Service Recovery Scripts & Error Page Tips.

A couple of weeks ago, I was proper ill with flu; the problem with looking after your own server is that only you can fix it - it's well and good having monitoring systems (nagios) telling you about faults, but if you can't read or see the alerts the fault won't get resolved.

During this time I was ill, for an unknown reason the mySQL process on my server died, as such my website (and others I look after) were down for 8 hours. The fix was simple, one command, restart the service and normal service was resumed (excuse the pun).

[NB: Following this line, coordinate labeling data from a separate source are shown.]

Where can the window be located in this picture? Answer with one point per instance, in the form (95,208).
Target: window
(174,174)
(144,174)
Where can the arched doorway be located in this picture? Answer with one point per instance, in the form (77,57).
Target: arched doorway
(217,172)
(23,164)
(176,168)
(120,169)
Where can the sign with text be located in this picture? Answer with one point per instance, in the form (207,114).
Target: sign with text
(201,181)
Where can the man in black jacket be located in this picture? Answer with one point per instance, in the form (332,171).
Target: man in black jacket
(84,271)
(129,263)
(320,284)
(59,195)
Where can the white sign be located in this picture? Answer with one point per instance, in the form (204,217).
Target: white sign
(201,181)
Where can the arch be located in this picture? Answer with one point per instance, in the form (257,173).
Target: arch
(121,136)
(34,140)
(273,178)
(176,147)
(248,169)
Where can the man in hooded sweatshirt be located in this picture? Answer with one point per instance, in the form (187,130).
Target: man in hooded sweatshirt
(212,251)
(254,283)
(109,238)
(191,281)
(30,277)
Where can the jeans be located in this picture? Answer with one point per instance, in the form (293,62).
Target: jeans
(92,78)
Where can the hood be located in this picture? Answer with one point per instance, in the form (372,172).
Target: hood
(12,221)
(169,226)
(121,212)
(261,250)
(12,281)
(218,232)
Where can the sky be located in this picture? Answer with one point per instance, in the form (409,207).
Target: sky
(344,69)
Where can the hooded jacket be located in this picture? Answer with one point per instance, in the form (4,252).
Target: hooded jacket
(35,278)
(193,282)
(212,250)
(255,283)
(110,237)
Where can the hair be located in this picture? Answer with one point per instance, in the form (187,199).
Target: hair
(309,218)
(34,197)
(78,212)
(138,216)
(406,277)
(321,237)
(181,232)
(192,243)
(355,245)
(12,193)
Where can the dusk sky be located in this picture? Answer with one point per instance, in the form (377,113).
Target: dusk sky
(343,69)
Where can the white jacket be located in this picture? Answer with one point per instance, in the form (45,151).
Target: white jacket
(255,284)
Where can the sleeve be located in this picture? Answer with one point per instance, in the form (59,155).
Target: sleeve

This led to me to the conclusion that there must be a way to get the server to fix it's self. after all, why do a job when you can get a computer to do it for you ! Fortunately I had a light bulb moment and realised that I could use the init scripts that are provided by redhat, the below code will restart apache (httpd) and mySQL on a redhat based system in the event that the service was not stopped cleanly. (In-fact this config has only be tested on CentOS, your mileage may vary on anything else)

#!/bin/bash

# taken from redhast default scripts - /etc/rc.d/init.d/functions

# Set up a default search path.
PATH="/sbin:/usr/sbin:/bin:/usr/bin:/usr/X11R6/bin"
export PATH

status() {
        local base=${1##*/}
        local pid

        # Test syntax.
        if [ "$#" = 0 ] ; then
                echo $"Usage: status {program}"
                return 1
        fi

        # First try "pidof"
        pid=`pidof -o $$ -o $PPID -o %PPID -x $1 ||
             pidof -o $$ -o $PPID -o %PPID -x ${base}`
        if [ -n "$pid" ]; then
# Uncomment this if you want OK messages
#               echo $"${base} (pid $pid) is running..."
                return 0
        fi

        # Next try "/var/run/*.pid" files
        if [ -f /var/run/${base}.pid ] ; then
                read pid < /var/run/${base}.pid
                if [ -n "$pid" ]; then
                        echo $"${base} dead but pid file exists"
                        /etc/init.d/${base} restart
                        return 1
                fi
        fi
        # See if /var/lock/subsys/${base} exists
        if [ -f /var/lock/subsys/${base} ]; then
                echo $"${base} dead but subsys locked"
                /etc/init.d/${base} restart
                return 2
        fi
        echo $"${base} is stopped"
        return 3
}

# found in /etc/init.d/httpd
httpd=${HTTPD-/usr/sbin/httpd}

status mysqld
status $httpd

If you save this, as /etc/cron.hourly/auto_recovery.sh , then do chmod +x /etc/cron.hourly/auto_recovery.sh , assuming you've not changed the default cron setup, every hour mySQL & httpd will be checked, if they have died the'll be restarted and root will get an e-mail about what happened.

Cool eh !

A final finishing touch: I wanted to change the default "Database Down" error messages on my two most popular applications.

Melvin Rivera has written a tutorial on how to customize the wordpress error page, note that it involves editing a file outside of wp-content, that means you'll have to re-do this "hack" every time you upgrade wordpress.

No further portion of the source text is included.